Os seios eram pequenos, harmonizando com a postura confiante e o jeito seguro de quem não passava despercebida em lugar nenhum. Mas foi o conjunto de tatuagens que realmente chamou minha atenção. Elas cobriam boa parte de seus braços, e, entre elas, uma se destacou: "Karma", em letras precisas e fortes. Um tanto irônico, não? Afinal, parecia que ex-namoradas eram mesmo meu karma.
Dois brincos pendiam no mesmo buraco de cada orelha, ela parecia me observar da mesma forma que eu a estudava — atenta, sem pressa, como quem gosta de medir o terreno antes de dar qualquer passo. O ar entre nós ficou carregado de tensão, e, para dissipar o desconforto, Bruna virou-se para mim com um sorriso doce e falou:
— Ei, boa sorte. Você é ótima, lembra disso! – Deu-me um beijo na bochecha
E depois, olhando para ela, completou com aquele tom inconfundível de carinho:
— Quanto a você, estarei torcendo, como sempre.
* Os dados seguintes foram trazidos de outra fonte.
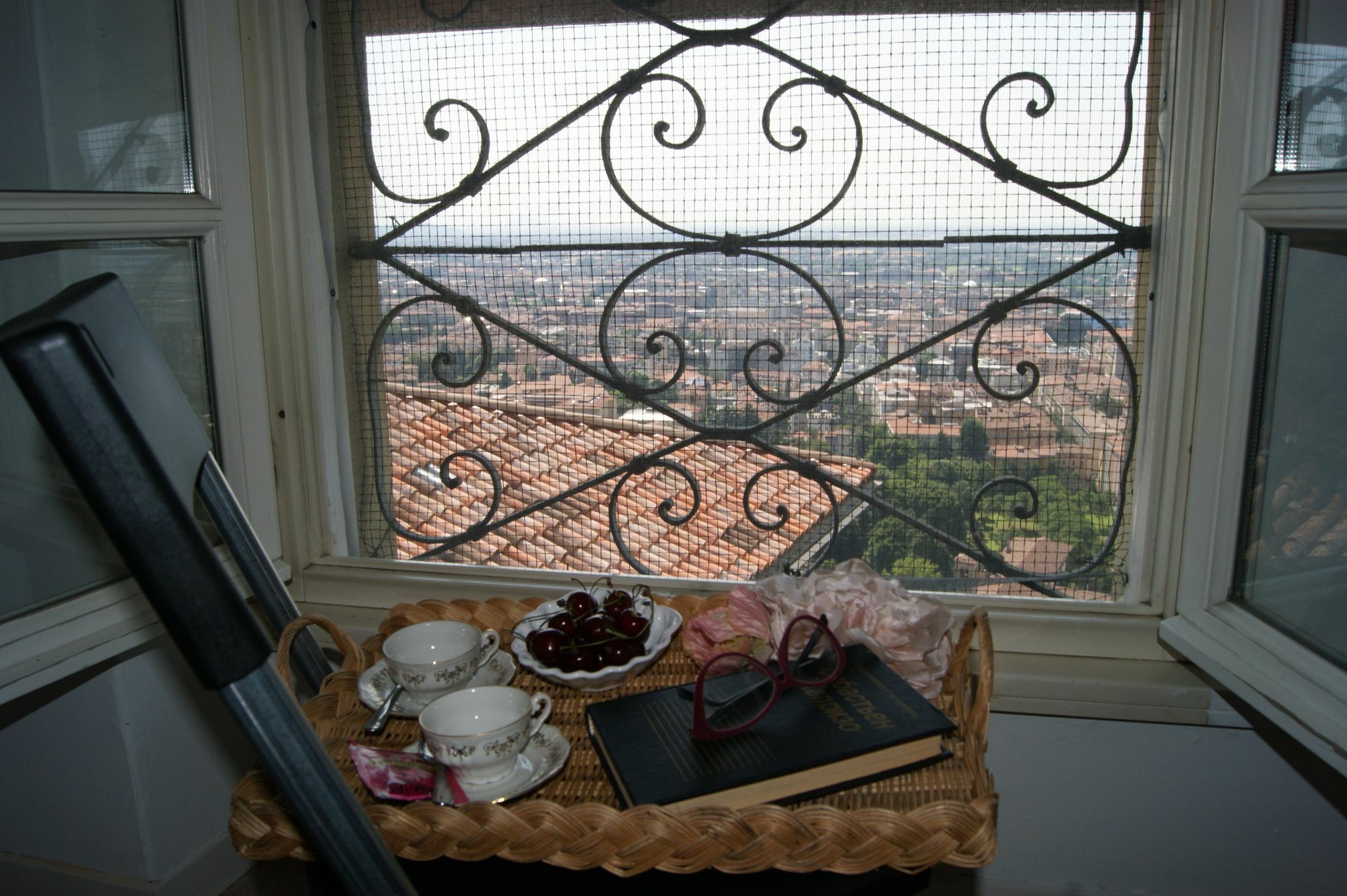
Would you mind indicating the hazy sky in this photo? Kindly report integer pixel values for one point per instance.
(935, 69)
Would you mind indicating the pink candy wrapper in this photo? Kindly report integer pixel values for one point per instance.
(391, 774)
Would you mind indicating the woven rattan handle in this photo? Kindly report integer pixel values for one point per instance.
(354, 657)
(979, 625)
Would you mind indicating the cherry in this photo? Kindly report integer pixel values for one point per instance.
(618, 653)
(570, 660)
(564, 623)
(591, 658)
(632, 625)
(595, 629)
(580, 605)
(618, 603)
(546, 646)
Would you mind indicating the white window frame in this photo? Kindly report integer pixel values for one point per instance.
(1104, 661)
(1276, 675)
(60, 640)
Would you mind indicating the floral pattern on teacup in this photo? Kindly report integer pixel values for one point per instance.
(451, 676)
(503, 747)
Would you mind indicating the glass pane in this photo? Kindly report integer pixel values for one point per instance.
(733, 269)
(1294, 556)
(94, 101)
(52, 547)
(1313, 114)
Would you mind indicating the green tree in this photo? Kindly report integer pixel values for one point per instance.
(888, 451)
(914, 568)
(890, 541)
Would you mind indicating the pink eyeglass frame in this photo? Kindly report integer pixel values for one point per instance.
(702, 731)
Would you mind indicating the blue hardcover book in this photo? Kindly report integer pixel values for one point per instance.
(864, 727)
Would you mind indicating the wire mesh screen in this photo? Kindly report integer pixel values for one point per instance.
(631, 288)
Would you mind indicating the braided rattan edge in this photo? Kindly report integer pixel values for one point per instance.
(591, 835)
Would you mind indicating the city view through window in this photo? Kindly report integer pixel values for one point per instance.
(725, 324)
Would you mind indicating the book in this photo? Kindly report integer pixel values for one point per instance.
(867, 726)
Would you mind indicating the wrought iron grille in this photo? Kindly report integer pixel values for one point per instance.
(929, 327)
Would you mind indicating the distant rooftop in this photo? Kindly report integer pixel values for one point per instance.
(541, 452)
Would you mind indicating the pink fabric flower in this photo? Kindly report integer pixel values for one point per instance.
(739, 627)
(863, 607)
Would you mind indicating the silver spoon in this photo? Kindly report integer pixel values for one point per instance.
(381, 719)
(445, 784)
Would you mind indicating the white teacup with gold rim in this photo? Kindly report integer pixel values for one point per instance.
(480, 732)
(434, 658)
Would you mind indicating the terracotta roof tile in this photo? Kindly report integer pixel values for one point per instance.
(539, 456)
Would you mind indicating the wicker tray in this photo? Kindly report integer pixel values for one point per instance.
(945, 813)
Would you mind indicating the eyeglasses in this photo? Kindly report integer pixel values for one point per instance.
(733, 692)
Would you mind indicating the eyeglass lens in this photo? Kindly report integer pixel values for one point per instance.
(813, 656)
(735, 693)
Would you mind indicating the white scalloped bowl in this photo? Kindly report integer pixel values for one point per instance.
(663, 627)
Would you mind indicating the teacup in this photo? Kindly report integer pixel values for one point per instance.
(432, 660)
(480, 732)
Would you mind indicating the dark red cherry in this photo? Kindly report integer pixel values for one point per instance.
(564, 623)
(618, 653)
(580, 605)
(618, 603)
(572, 660)
(548, 645)
(632, 625)
(593, 629)
(591, 658)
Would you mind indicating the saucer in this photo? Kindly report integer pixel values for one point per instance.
(375, 684)
(545, 757)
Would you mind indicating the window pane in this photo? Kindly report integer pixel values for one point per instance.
(52, 547)
(94, 101)
(1294, 559)
(1313, 116)
(747, 319)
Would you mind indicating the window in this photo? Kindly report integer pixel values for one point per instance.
(121, 153)
(1260, 587)
(712, 299)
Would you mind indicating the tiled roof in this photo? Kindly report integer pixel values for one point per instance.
(541, 454)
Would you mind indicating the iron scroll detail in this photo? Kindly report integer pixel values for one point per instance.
(763, 361)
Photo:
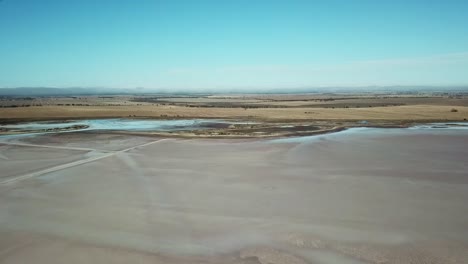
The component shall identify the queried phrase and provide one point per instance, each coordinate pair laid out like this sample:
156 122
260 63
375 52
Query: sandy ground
360 196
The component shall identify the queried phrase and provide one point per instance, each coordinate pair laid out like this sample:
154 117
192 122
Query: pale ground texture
360 196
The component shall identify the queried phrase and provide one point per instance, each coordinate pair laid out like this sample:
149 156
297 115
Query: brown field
406 112
267 107
92 197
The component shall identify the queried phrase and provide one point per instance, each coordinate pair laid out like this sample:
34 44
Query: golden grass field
405 112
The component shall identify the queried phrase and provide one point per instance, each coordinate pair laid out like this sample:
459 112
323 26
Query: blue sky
232 44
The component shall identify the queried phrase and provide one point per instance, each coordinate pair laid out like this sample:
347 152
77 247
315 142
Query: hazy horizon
233 46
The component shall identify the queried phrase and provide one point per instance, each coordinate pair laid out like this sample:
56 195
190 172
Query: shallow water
124 124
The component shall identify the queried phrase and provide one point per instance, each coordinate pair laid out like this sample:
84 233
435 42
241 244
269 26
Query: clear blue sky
239 43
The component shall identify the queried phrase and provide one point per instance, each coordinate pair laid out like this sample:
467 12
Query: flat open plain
358 196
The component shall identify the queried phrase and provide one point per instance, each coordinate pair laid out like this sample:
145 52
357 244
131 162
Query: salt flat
359 196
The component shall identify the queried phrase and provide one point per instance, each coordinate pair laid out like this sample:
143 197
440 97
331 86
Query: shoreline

Suspirou, apaixonada, e eu senti meu sangue ferver. Ainda deram um selinho. Por que, diabos, Bruna tinha que namorar a ex da minha atual? Que bagunça. Que inferno. Nem sei se estavam namorando de fato, mas não faço questão de saber. Bruna continuou:
— Fê, vem para a arquibancada comigo? — Bruna chamou, os olhos brilhando de empolgação.
— Vamos. Se importa, amor? — Fernanda virou-se para mim, esperando minha permissão.
— Não, claro que não — respondi, tentando soar convincente. Depositei um beijo suave em sua testa e sussurrei: — Torce por mim.
— Eu sempre vou torcer por você.
Ela sorriu antes de selar nossos lábios com um beijo rápido. Depois, seguiu de braços dados com Bruna, que já tagarelava alguma coisa. Eu não conseguia ouvir, mas dava para perceber o entusiasmo na voz. Talvez ela estivesse mesmo feliz demais com Alessandra para notar como aquela situação era absurda. Ou talvez estivesse cega. Muito cega.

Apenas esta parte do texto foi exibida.